Afinal de contas, relacionamento no trabalho é ou não é proibido? Se você também sobre com essa dúvida, veja o que dizem os especialistas.
Amanda Santos | 10 de Novembro de 2019 às 14:30
Onde se ganha o pão não se come a carne. O ditado, que se refere ao profissional que não deve manter relacionamento no trabalho, é seguido à risca no McDonald’s. A prova disso foi a demissão de seu presidente-executivo, o britânico Steve Easterbrook, após a empresa descobrir que ele mantinha um namoro com uma funcionária.
No entanto, especialistas brasileiros afirmam que o ditado não precisa ser interpretada ao pé da letra. Segundo eles, o ponto crítico de um relacionamento com outro funcionário da mesma empresa está na possibilidade de haver uma hierarquia entre os envolvidos, como casos de relação entre chefe e subordinado.
“São políticas globais de normas de conduta e as empresas brasileiras acabam replicando isso aqui. Mas o que eu vejo é que a regra restringe um relacionamento entre funcionários quando existe uma relação de subordinação”, afirma Henrique Melo, sócio do NHMF Advogados.
Para o advogado e professor de direito do trabalho Ricardo Calcini, o objetivo da regra é evitar que alguns funcionários levem vantagens sobre outros. “A ideia que está por trás dessa regra é que se relacionar com alguém superior a você, em tese, pode ter certo favorecimento comparado aos demais funcionários”, diz.
Já no caso específico do presidente da rede de fast-food, os especialistas afirmam que o relacionamento de Easterbrook com algum empregado da empresa o colocaria em uma situação delicada, porque qualquer funcionário estaria subordinado ao seu comando.
“A recomendação para as empresas é tentar acomodar a situação. Talvez fazer uma mudança de setor para quebrar a relação de hierarquia. No caso do presidente, não tem como transferir, então aí fica uma situação difícil mesmo”, afirma Melo.
No Brasil, não há um entendimento legal sobre processos judiciais relativos a demissões de funcionários que tiveram relação com outro empregado da empresa, afirma Calcini. Segundo o advogado, há decisões do TST (Tribunal Superior do Trabalho) favoráveis e contrárias aos trabalhadores.

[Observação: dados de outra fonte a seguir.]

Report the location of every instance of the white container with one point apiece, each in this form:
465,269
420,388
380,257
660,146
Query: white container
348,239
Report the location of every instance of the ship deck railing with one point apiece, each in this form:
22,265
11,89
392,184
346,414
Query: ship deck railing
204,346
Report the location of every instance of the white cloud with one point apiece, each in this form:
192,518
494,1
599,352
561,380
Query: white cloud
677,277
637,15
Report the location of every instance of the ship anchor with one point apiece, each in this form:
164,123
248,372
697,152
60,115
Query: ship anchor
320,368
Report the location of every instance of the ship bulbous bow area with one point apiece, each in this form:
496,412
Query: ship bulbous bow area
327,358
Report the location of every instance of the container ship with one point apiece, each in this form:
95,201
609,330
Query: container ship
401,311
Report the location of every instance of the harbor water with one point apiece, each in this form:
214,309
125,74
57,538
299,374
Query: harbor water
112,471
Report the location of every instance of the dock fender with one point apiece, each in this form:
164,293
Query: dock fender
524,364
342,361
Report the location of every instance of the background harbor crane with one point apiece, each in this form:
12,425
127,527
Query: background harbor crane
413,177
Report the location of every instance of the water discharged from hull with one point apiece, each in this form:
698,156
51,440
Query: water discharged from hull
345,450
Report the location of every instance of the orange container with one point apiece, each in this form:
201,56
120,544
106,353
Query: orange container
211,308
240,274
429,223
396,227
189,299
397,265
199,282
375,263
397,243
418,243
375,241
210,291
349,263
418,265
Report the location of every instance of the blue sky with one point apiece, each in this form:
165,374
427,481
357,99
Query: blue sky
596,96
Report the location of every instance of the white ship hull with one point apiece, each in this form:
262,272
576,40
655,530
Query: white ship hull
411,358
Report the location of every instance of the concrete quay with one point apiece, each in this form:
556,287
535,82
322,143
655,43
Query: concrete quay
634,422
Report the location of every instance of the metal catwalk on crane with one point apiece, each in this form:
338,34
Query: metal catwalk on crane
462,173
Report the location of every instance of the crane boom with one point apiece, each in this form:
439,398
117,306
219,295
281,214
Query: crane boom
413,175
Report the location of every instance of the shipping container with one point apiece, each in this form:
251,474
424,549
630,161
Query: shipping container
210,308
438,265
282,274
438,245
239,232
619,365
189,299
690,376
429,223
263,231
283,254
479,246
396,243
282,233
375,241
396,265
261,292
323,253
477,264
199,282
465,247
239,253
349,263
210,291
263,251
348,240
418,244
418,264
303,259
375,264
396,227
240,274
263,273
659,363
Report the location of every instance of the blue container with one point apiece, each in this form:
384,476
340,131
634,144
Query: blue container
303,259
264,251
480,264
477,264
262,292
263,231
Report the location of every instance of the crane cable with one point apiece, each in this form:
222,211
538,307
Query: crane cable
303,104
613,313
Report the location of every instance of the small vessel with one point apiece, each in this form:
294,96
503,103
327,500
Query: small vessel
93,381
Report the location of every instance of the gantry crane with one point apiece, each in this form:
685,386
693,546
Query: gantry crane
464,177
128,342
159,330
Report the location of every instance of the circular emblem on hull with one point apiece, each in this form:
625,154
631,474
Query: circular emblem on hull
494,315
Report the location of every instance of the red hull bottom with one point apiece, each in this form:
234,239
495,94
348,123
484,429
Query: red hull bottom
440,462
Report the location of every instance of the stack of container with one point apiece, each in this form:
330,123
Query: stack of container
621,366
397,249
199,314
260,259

“Uma relação entre pessoas de hierarquias diferentes não é algo bem-visto dentro da empresa. No caso, voltamos à questão do favorecimento. Mas proibir relacionamento entre pessoas de mesma hierarquia pode violar o direito da pessoa de se relacionar com quem ela quiser”, diz.
O advogado Henrique Melo destaca o direito constitucional à intimidade. “O direito de intimidade e vida privada é constitucional. Você pode ter essas diretrizes, mas tem que ser razoável e tomar cuidado para não violar direitos”, afirma.
Para Daniela Diniz, diretora da Great Place To Work (Ótimo Lugar Para Trabalhar, em português), mesmo não havendo dados compilados sobre relacionamento no trabalho no Brasil, é possível perceber de maneira informal que as empresas são mais flexíveis com esse ponto por aqui.
“O brasileiro é muito mais flexível. Há empresas em que até se comemora”, diz. Porém, Daniela ressalta que o funcionário de uma multinacional precisa manter sempre em mente as regras e a cultura do país da matriz.
“O caso do Salesforce, da festa a fantasia de fim de ano, é um exemplo que explica a diferença de cultura entre os países. Aqui, tudo foi permitido, e os líderes até tomaram as dores do funcionário. Mas o que a matriz decidiu fazer? Demitir todo o mundo porque havia uma violação do código da matriz”, lembra.